Senior art concentration exhibit a success


It’s that time of the semester again — though substantially marked by the building uneasiness of finals and end-of-the-year papers, the month of November is also characterized by the exciting culmination of semester-long projects. While the senior drama majors prepare for their one-act studios to take the stage, the senior art majors set up their senior exhibitions. This past week, seniors Ana Norman and Sebastian Dombrowski revealed their exhibitions together in a joint gallery. Friends since their first semester at the University of Dallas, Norman and Dombrowski have been creating art side-by-side for over three years; it is easy to see how cooperative they have been one one another, and their respective exhibitions blend seamlessly into each other.

While both artists excel in drawing and painting, Norman devoted her senior exhibit to printmaking. Her collection of original works, titled “Old Folks,” features multi-layered black-line and color-blocked depictions of elderly figures completing various actions. What began as a singular work titled “Little Old Plant Lady” grew to encompass an entire body of similar depictions.

“I suppose the inspiration for my exhibition came from my proclivity for people-watching, along with the surplus presence of elderly individuals in my social sphere,” Norman said. “I’ve always been fascinated by old people and the way in which history appears etched in their skin. Gray hairs and wrinkles create a visual narrative between the person’s character and their life experience, which makes old people interesting subjects for sketchbook studies. It wasn’t particularly difficult to choose a theme for the show, as I found myself unintentionally focusing the majority of my work on old and homeless individuals.”

When asked about the medium of printmaking, Norman attributed her choice to its unique capabilities.

“[Printmaking requires the] artist to render a certain amount of control over the outcome of the work [due] to the erratic behavior of the matrix, or medium of print production,” Norman said. “It requires an element of humility from the artist in that she must relinquish control over the artwork which leaves room for the development of ideas and aesthetics.”

Dombroski, whose exhibited medium is painting, says that “Faces of Hope” was inspired by the song ‘Hallelujah’ by Leonard Cohen.

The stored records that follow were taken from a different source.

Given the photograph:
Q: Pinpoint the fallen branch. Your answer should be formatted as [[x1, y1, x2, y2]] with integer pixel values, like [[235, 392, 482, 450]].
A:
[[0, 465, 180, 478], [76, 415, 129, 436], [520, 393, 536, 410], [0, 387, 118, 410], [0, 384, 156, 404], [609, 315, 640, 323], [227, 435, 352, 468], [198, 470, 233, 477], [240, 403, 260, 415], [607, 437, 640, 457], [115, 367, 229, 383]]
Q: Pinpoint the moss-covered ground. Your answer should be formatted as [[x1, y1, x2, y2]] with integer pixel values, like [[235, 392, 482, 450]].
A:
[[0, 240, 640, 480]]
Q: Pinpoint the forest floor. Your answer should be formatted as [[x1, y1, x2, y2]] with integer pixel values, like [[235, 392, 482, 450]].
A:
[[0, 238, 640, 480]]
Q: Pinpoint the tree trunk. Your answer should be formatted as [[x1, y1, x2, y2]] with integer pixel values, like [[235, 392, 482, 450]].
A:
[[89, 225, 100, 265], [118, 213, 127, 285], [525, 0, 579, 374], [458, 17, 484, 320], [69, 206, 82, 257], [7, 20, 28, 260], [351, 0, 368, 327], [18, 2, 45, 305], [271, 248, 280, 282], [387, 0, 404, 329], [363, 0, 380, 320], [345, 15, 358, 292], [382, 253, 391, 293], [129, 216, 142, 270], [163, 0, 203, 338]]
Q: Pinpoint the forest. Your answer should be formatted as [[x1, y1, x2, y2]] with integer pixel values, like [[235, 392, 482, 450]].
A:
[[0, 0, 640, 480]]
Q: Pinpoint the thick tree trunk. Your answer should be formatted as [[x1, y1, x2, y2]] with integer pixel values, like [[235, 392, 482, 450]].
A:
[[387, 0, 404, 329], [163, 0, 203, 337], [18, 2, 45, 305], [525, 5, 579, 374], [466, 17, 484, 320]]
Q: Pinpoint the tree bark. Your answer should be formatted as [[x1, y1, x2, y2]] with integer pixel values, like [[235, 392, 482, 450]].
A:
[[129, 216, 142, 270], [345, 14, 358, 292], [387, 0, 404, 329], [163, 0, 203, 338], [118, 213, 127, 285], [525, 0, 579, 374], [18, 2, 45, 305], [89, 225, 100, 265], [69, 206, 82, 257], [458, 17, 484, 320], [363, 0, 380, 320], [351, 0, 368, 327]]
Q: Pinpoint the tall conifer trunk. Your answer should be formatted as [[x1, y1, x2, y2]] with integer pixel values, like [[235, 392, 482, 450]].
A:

“The Faces of Hope is meant to show the diversity, beauty and often times very personal figures people find as a source of comfort, unconditional love and support,” Dombrowski said. “ ‘Hallelujah’ is about a person being conquered by pain, sadness and loneliness, in a world where even hope in the Almighty is questioned, hence the verse ‘and it’s not a cry that you hear at night, it’s not somebody who’s seen the light, it’s a cold and it’s a broken Hallelujah.’ The irony, of course, is that God is there and always will be.”

“The Faces of Hope” showcases this irony through different stories that emphasize the fact that hope is never misplaced, and that it can be found in even the smallest and most minute-seeming sources — from a silly ol’ bear to a lighthouse guiding a ship through a storm.

Dombrowski claims that the selections of Winnie the Pooh and the trusty dog as subjects were easy and came naturally, as both are symbolic of unconditional love and kindness; as for the lighthouse, it became the ultimate representation of God’s light in our lives.

The actual process of creating such paintings seemed painstaking at best, consisting of the physical composition of the canvases by hand, various newsprint paper sketches, the final etching of the figures on the canvas, solidifying their form in paint, and finally constructing the frames of the canvases. Dombrowski draws attention to the fact that his works were all painted primarily with a pallet knife, rather than a paintbrush, to achieve the maximum texture in each work, something that especially can be seen in “The Lighthouse Leading Home.”

“I technically started the process on the first day of class this semester, which was August 22,” Dombrowski said. “That’s when I actually began building and painting, but over the summer I was doing a lot of the decision making on what I would exactly paint and what size I would paint them. I pretty much had to finish all six paintings in five weeks though, which was an extremely short period of time. [It] meant a lot of really late nights and early mornings. It was of course all worth it, though, and it was an incredible feeling of accomplishment and love having all my friends, family and professors come see what I have been working on.”

Come see Dombrowski and Norman’s show, exhibited in the Art Village until Friday, Nov. 16.